Keep records of Initial Performance as when culturing an unknown or new source. Compare counts between analysts periodically. Agreement should be within ten percent. Check for media growth for any stored media preparations. Discard any discolored media or media that shows mold or other unintended growth. Further confirmation and verification of atypical E. coli colonies may be done by transferring to trypticase soy broth and streaking to nutrient agar plates or slants. Incubate at 24 +/- 2 h. at 35.0 +/- 0.5 C. After growth, perform cytochrome test, where a deep purple color change within 15 seconds where the bacteria have been applied is indicative of (positive for) E. coli. Other tests may be performed, as E. coli are citrate-negative, cytochrome oxidase negative, EC growth with gas, and indole-positive. Commercially available applications are also available which combine general ID for the Enterobacteriaceae group.
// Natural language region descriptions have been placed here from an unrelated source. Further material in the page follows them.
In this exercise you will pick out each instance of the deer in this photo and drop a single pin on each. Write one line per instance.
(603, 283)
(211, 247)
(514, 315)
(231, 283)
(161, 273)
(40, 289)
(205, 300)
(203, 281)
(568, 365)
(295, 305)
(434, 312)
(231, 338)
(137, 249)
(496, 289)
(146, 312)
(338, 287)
There is no calibration of required, except temperature checks of incubators with NIST traceable thermometer. Incubator temperatures on dry incubator shall be recorded at least twice daily for days in use, separated by at least four hours and once daily for wet bath incubator. Holding refrigerator temperatures shall be checked at least once daily and recorded.
Report final result in colony forming units E. coli per one hundred milliliters (CFU/100 mLs.).
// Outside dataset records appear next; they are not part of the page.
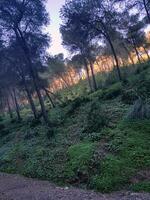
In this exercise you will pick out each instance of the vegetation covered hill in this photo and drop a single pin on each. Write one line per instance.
(98, 140)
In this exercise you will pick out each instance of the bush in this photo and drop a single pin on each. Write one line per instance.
(141, 187)
(96, 119)
(140, 110)
(114, 173)
(113, 91)
(129, 96)
(98, 94)
(76, 104)
(77, 166)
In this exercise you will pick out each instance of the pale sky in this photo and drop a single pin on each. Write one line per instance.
(53, 7)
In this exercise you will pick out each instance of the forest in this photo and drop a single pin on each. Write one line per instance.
(83, 120)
Pollution Prevention and Waste Management:
After incubation and determination, sample bottles shall be disinfected with 10% sodium hypochlorite solution and then poured down sink. Rinse afterward to refill trap with fresh water to displace spent media and chlorine. Plastic bottles and caps shall be recycled in local plastics recycling station
Data Assessment of Acceptance Criteria for Out of Control Situations:
Do not use media from lot of failed control. If blank fails on run, request re-sample of those sample that were run during the test that the blank failed on. Also, no growth on positive controls require investigation as to the cause, then corrective action employed, re-sampling and analysis.
Corrective action for out of control data such as failed blanks or media controls shall be as listed above. Client notified in writing if sample control failed and re-sample requested.
Annual Method Detection Limit Study:
USEPA: Method 1603 – Modified m-TEC.